All he knew was he had to find her before the hunters caught her, too.
Chapter 6
Cassie didn't think the situation could get any worse. First, the she-wolf took off with her pups and hid them somewhere else. Then the she-wolf howled, but she was way too far away for Cassie to reach her quickly. Not only that, but a whole slew of male wolves were prowling the forest.
Then? Cassie discovered Leidolf tracking her, doggedly trying to locate her. But the worst-case scenario? A gunshot rang out from the direction where the wolf had been. What if Leidolf got shot because of her? She'd let the river carry her downstream for a couple of miles so he wouldn't find her scent anytime soon, and that had worked well for her. But now it seemed to have caused more problems than she ever thought possible.

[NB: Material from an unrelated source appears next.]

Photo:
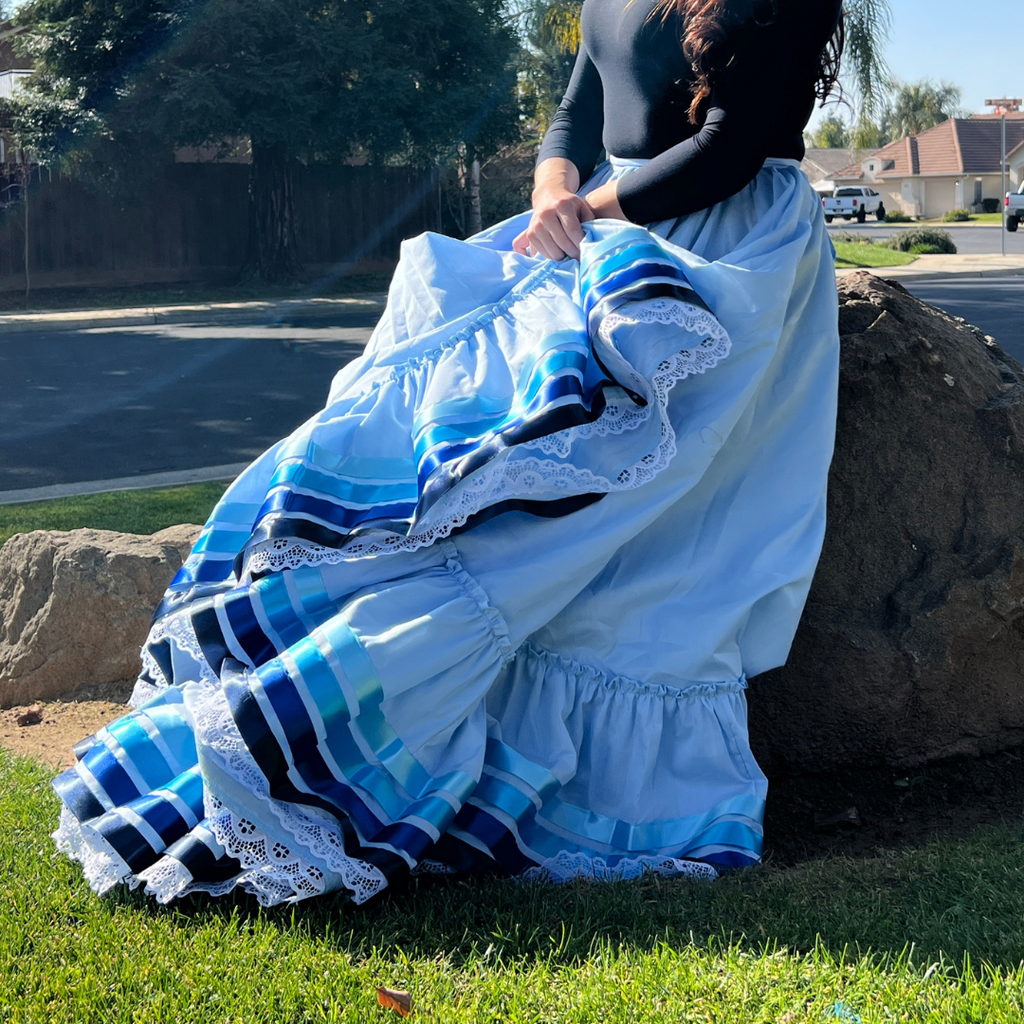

Leidolf was a powerful runner and a much-too-thorough hunter. She'd had a head start when she caught him following her scent, and she'd quickly buried the fish. If she hadn't backtracked in a few places, quickly shifting and climbing a tree once to watch him--totally confusing him--he would have caught her. As soon as he had run off, she'd climbed down the tree, shifted, and raced off in a different direction. He was really, really good at tracking her, and she hadn't lost him for long. The river trick worked though, only she sure hadn't meant for the poor guy to get shot. If he got shot.
Her breathing quickened from all the running and swimming, she panted in the thick of the forest, looking upstream in the direction he had to be. She'd recrossed the river again and was on the same side she was originally on. Was he on this side with her? Or was he on the other side now?
She knew she should look for Leidolf, one of her own kind, and make sure he wasn't injured. It wouldn't do for hunters to get hold of him. While normally she wasn't afraid of much of anything, hunters terrified her. Her heart pounding in her dry throat, she thought of her adopted wolf pack members all dead, solely because of hunters, and the old guilt came into play--she had survived. And worse, what if she'd been the reason for their deaths?
But this time, she knew she had caused the wolf to come under fire.
She glanced back in the direction that the female wolf had howled. Hell. No matter that she was a wolf biologist, dedicated to studying wolves and educating people about them, or that she needed to help the mother in need, she had to ensure her own kind weren't found out.
Then again, maybe he wasn't shot. She paced some more. Damn, she couldn't risk not going to his aid. And if she had to protect him against hunters, she was ready. At least she thought she was. If she didn't locate him, that meant he was fine and she could go back to her she-wolf business.
Taking a deep breath, she bounded through the woods.
She barely heard the sound of the river not far away. Mostly she heard the blood rushing through her ears as she raced to locate the wolf, in the event he was injured, before the hunters could reach him.
As she drew closer to the location where she'd entered the river the first time, she heard two men's voices across the water, and she froze in place in the woods.
"I hit him. He was a big male and was running so fast, I'm sure he'll get some distance before we can locate him. Want to swim across?"